Forkball pitchers?

I’m wondering who some of the better/more common forkball pitchers are/were. The only one I’m familiar with is Jose Contreras. I’m very similar to him mechanically, also.

The reason I ask is because I’ve been experimenting with the pitch as of late. I tried it about a month ago, and had fun making my throwing partner guess as to where the ball was going to end up. The ball basically tumbles with some movement to one side or the other. I’ve been pretty consistent with it each time I’ve tried it, and I’m considering throwing it in-game. If it doesn’t work out, then I can always rely on the sinker/slider, but I’d like to know some of the better forkballers and learn from their pitch selection/sequencing.

Its a tough pitch with small hands. I threw it and it actually got me 2 innings pitching on varsity. It’s just tough to control. I gave up on it just too hard to throw good. If you have big hands go for it but sometimes its a very hard pitch to master. I know there was a pitcher who threw 2 no hitters one against our team this year and it was the very beginning of the season. He threw fastball, forkball and a few curves not many though. He didn’t throw very fast either.

I think Okijima has some type of forkball.

Well, I have long fingers, and it doesn’t really bother my hand.

I think I remember some announcers talking about an Okijima forkball, but he throws about as overhand as possible, and I’m more of a sidearmer like Contreras.

Actually, Jose Contreras throws two versions of the forkball. One is the usual one. The other is the splitter, which is a faster version of the pitch, and for a lot of pitchers it’s easier to handle because the grip is a bit different—not quite as extreme. If you can use both of them… 8)

wuts the differene between forkball n splitter

I use them both, and I don’t have all that big of hands. 8)

Loco123—the difference between the two pitches is mainly in the grip. With the forkball, you grip the ball with the index and middle fingers spread very wide so that they are actually on opposite sides of the ball—and that’s what makes it tough for a pitcher with small hands; it puts a strain on certain muscles on the forearm. The splitter is a faster version of the pitch, and as I said the grip is not so extreme; you grip the ball as for a two-seam fast ball but with the fingers spread just wide enough to be outside the seams. Both pitches are thrown like a fast ball, and if I remember correctly Contreras uses several arm angles.
El Duque used to throw a forkball, and he had a devastating one. I think he still uses it from time to time. 8)

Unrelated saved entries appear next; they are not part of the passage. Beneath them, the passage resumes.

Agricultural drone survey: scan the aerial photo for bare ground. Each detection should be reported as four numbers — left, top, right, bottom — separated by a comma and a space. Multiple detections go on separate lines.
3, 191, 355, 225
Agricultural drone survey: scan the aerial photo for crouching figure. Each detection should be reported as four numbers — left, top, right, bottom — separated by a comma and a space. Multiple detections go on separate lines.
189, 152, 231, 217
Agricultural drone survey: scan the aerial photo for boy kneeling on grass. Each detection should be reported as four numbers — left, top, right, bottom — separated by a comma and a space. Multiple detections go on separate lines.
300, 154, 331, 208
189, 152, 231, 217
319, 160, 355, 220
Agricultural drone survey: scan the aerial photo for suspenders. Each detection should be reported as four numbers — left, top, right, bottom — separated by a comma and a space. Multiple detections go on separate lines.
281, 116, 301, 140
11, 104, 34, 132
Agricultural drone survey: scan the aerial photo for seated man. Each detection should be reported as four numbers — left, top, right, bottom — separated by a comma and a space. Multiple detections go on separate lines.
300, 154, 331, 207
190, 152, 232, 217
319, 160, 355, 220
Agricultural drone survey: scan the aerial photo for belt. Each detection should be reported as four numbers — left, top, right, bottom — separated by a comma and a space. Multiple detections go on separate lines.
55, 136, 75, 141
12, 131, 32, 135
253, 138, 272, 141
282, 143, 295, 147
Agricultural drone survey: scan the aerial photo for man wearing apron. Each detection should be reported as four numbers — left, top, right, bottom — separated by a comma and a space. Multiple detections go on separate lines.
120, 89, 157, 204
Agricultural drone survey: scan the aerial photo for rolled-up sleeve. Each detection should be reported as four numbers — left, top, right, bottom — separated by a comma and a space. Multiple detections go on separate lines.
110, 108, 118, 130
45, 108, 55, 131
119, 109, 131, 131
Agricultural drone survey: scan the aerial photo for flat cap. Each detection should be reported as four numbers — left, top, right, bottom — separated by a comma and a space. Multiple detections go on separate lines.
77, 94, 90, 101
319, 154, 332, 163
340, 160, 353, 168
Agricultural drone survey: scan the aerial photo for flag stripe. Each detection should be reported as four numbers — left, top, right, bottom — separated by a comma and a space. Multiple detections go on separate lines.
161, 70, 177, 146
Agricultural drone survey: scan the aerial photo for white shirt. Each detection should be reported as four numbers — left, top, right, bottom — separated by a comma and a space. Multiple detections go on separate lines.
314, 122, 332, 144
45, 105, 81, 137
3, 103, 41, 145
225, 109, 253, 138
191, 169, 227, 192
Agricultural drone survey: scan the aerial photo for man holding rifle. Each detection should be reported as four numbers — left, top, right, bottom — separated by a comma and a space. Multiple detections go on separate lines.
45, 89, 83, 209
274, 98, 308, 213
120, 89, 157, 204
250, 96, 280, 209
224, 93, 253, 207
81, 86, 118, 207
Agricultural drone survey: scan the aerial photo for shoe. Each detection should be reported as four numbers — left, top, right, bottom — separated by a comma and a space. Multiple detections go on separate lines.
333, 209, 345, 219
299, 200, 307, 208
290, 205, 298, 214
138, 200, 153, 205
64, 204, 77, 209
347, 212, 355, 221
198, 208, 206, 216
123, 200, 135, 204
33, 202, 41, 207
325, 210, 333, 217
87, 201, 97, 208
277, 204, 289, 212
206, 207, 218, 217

The forkball also has to be released more pronouced off the landing of the stride foot. “heavy on the plant Joe”, is a common phrase used by PC’s during the train’g of a pitcher with good hand discipline.

However, if your in high school and your only train’g and pitching during that season, I wouldn’t suggest working on that pitch with any heavy intention of adding it to your inventory. It not only takes some getting use to… but it (the pitch) can alter some of your form for other selections (pitches). In fact, those pitchers who add the fork’r to their inventory usually find a peak and valley ride experience with the success and-or not of their game quality.

Also, for older players… like going into the early 30’s this pitch has been called the career saver… or a career killer … depending on the pitcher.

Coach B.

I understand what you’re say’n there, CB, but the summer league I’m playing for is not competitive at all. It’s more like pick-up baseball, and I figured I may aswell try the pitch out.

If only I had A.J. Pierzynski to call the game for me…

Ive been messing around with the forkball for the past 2 years and it is extremely difficult to get any sort of accuracy with it, because you need to make sure that you are throwing it exactly the same everytime or it wont go where u want it to. I found I had better luck throwing it 3/4 angle and not snapping the wrist, which could probably lead to arm problems down the road. I dont throw the pitch in games, but just for fun. If you want to use it in a game, I suggest just messing around throwing it until you get some sort of control down.

Yes. With the forkball, you aren’t supposed to snap the wrist. You’re just supposed to throw it. A forkball is a deeper splitter without the wrist snap. I don’t throw many forks. I usually throw splitters.

do u snap the wrist for the splitter, or do u just throw it?

I think Hideo Nomo used to throw the forkball. I may be wrong though…

he did, and it was hella nasty.

I picked up the forball about 2 weeks ago, it came really easy to me, I’ve been getting crazy movement with it (usually when it spins less) and location has been somewhat challenging, but I have gooten it down well enough to throw it in games, and let me say, the forball brings out some BAD looking swings and some dirty strikeouts.